The feminist profiteers: The Wing, a women-only club and co-working space, is killing it. With its millennial pink decor, beauty room, and library of books written by and about women, the startup just raised $75 million in venture funding to expand internationally. This is the story of how co-founders Audrey Gelman & Lauren Kassan plan to turn their 6,000-member feminist utopia into a billion-dollar business.

“It’s really powerful when you see women on both sides of a major venture transaction.”

The dating apps keeping you single: Tinder and Bumble are desperate to convince you that you’re not desperate. Dating, they promise, is fun, so fun in fact that when one date ends badly, it’s a blessing in disguise — you get to stay on the apps and keep on dating! Through branded content, dating startups are trying to convince users that their misadventures are cool, exciting, and invigorating. They’re a rite of passage, really. “We actually embrace the fact that our members are in that dating-as-a-leisure activity phase of life,” says Tinder CEO Elie Seidman.

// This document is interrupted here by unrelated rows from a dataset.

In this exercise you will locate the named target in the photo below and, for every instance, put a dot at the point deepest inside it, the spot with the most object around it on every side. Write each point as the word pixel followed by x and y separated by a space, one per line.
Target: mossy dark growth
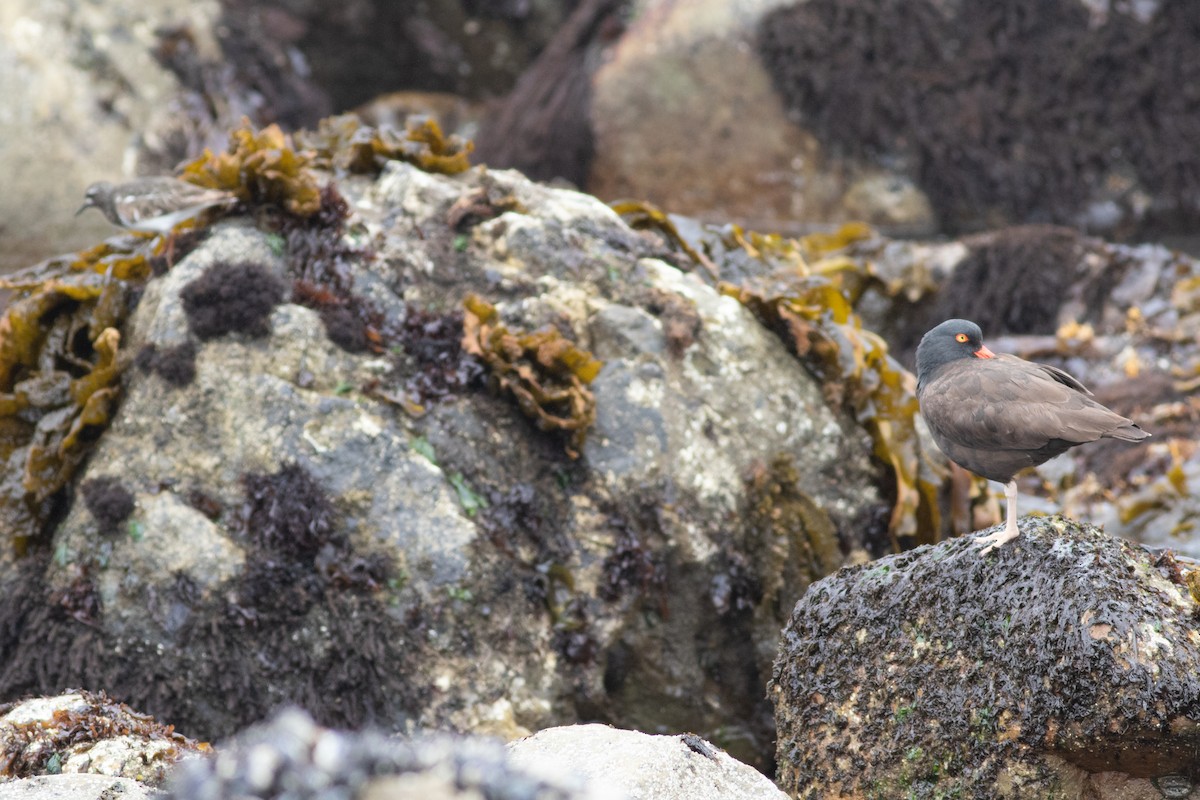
pixel 79 599
pixel 1013 281
pixel 431 354
pixel 543 371
pixel 481 204
pixel 976 95
pixel 34 745
pixel 288 512
pixel 175 365
pixel 634 567
pixel 345 329
pixel 108 501
pixel 927 673
pixel 310 623
pixel 232 298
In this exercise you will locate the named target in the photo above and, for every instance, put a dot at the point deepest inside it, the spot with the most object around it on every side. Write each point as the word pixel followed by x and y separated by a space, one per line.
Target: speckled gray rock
pixel 76 787
pixel 1062 666
pixel 291 757
pixel 640 765
pixel 465 571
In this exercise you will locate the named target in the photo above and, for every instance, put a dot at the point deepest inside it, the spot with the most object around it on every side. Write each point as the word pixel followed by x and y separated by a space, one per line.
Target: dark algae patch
pixel 232 298
pixel 108 501
pixel 309 621
pixel 994 104
pixel 935 672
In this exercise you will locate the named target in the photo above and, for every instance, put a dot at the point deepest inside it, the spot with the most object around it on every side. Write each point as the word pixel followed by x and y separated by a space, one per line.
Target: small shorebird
pixel 153 204
pixel 997 414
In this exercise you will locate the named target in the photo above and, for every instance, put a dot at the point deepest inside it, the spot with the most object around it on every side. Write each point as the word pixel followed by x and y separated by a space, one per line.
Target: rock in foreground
pixel 1061 666
pixel 642 765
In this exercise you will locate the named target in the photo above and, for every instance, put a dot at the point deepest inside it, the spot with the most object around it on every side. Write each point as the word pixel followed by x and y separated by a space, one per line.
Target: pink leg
pixel 1011 530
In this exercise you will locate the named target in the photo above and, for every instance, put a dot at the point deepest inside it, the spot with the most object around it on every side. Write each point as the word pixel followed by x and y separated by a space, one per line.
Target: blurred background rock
pixel 940 119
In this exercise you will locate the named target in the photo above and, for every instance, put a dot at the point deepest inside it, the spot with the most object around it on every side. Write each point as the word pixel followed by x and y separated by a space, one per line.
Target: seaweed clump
pixel 792 540
pixel 37 746
pixel 346 144
pixel 232 298
pixel 59 382
pixel 262 168
pixel 813 312
pixel 543 371
pixel 108 501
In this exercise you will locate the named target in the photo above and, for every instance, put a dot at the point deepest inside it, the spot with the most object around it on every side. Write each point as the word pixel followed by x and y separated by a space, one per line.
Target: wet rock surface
pixel 1061 666
pixel 83 733
pixel 382 535
pixel 641 765
pixel 292 757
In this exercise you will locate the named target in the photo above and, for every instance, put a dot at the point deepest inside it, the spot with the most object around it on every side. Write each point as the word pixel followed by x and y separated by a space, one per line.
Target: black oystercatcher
pixel 999 414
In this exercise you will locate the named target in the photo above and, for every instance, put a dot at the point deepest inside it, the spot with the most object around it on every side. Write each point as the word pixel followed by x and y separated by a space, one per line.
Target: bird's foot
pixel 991 541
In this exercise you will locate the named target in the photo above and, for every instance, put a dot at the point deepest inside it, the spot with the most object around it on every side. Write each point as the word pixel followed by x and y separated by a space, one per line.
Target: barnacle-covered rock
pixel 1062 666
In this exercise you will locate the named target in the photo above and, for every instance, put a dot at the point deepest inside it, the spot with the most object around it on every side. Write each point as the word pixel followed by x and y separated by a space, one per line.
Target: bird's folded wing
pixel 995 407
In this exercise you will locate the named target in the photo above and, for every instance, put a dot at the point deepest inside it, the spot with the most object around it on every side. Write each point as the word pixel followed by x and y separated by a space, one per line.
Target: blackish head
pixel 951 341
pixel 96 196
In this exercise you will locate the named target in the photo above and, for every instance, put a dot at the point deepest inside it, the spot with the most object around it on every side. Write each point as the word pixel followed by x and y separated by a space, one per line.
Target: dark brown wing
pixel 1008 403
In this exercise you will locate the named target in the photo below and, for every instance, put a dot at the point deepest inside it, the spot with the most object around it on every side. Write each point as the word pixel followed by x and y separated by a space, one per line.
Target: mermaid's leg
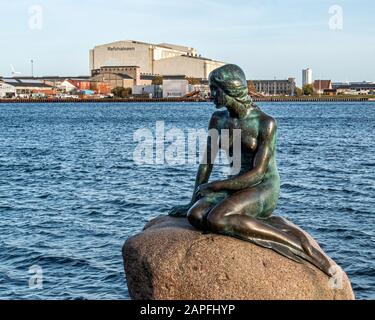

“It’s the devil’s playground.”


The world’s most powerful woman: The first time that Melinda Gates ever agreed to do a solo profile was in January 2008. This profile covers the gamut of Melinda’s extraordinary life: meeting and marrying Bill Gates, becoming the essential half of what has turned out to be the world’s premier philanthropic partnership, and dramatically changing the idea around how the power couple should manage their money.

“From those to whom much is given, much is expected.”